Otóż jestem dziewczyną, mam prawie 18 lat. Mam problem. Od jakiegoś czasu jak bardzo mocno się zdenerwuję potrafię przyłożyć sobie pięścią w głowę, np. uderzę się 2 razy pięścią w bok głowy, albo w czoło. Nie mam po tym guzów ani nic. Oduczam się tego i idzie mi nieźle, prawie tak nie robię, biorę kilka wdechów i jest ok.
Oczywiście naczytałam się o krwiakach mózgu itp. I teraz się boję, że coś sobie zrobiłam. Wszędzie lekarze powtarzają, że jeśli przy uderzeniu w głowę nie traci się przytomności i nie występują nudności, zawroty głowy to nic się nie stało i o krwiaku nie ma mowy.
A przecież najpierw najczęściej następuje wstrząs mózgu ( i to przy bardzo mocnym urazie ) i dopiero potem MOGĄ być szanse na krwiaka, prawda?

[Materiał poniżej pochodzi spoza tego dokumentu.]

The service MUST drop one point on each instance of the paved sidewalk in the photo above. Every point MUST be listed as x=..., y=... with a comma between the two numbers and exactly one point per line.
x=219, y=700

Raz przez sen walnęłam się głową w ścianę, wręcz rąbnęłam. Guz na pół głowy i nic mi się nie stało Kilka lat temu to było. Więc chyba od uderzenia się pięścią ze złości też nie ma szans?
W końcu czaszka jest bardzo mocna i pięścią nic sobie nie zrobię, prawda?
Dodam jeszcze, że jakby już coś mi się stało to objawy tego wystąpiłyby w ciągu 48 godzin? Wszędzie tak piszą. Aby po uderzeniu obserwować się przez 48 godzin :) A chyba czaszka jest mocna i gdyby każdy po nawet mocnym uderzeniu miał krwiaka to miałaby go co druga osoba.